Monday, June 16, 2008

A Precipice of change

"Are you going to change your name?"
She blinked at me across the counter, kindly large eyes magnified through the thick glasses.
Huh?
"Are you going to keep your names, or change them?" She looked from Delta to me, and back again.

Delta, having known from the beginning that he wasn't going to change his name to become Delta McPipe, just sat in silence. I, on the other hand, was caught off guard, as I seem to be with most things in life.

I had to decide on the name change NOW??!

Early Friday morning, Delta and I headed over to the NYC Marriage Bureau in the City Hall, to apply for our marriage license.
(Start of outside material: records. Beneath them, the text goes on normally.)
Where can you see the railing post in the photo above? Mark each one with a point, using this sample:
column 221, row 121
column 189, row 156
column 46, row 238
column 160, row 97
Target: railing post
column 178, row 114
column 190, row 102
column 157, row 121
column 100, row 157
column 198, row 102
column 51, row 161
If you've never been to the building before, let me tell you, it's an enthralling juxtaposition of grandeur, romance, and just downright governmental bureaucracy.

As you approach the building, you pass through a sweep of towering, gothic mosaic arches. And enter into ornate, vaulted elevators which take you back into the 1930s. And your heart surges as you inhale the sheer grandeur of it all.

Until the elevator doors open to reveal the Marriage Bureau, which is probably situated in the most bureacratic office I have ever seen. Second only, of course, to the DMV. A long grey corridor, which led into a large grey room with a myriad of lines and counters. Line 1 to collect an application form. Line 2 to submit the completed form. Line 3 to pay the chashier. Line 4 to collect the license. And then, once you had the licence, that wasn't even the marriage. That just meant you were allowed to get married.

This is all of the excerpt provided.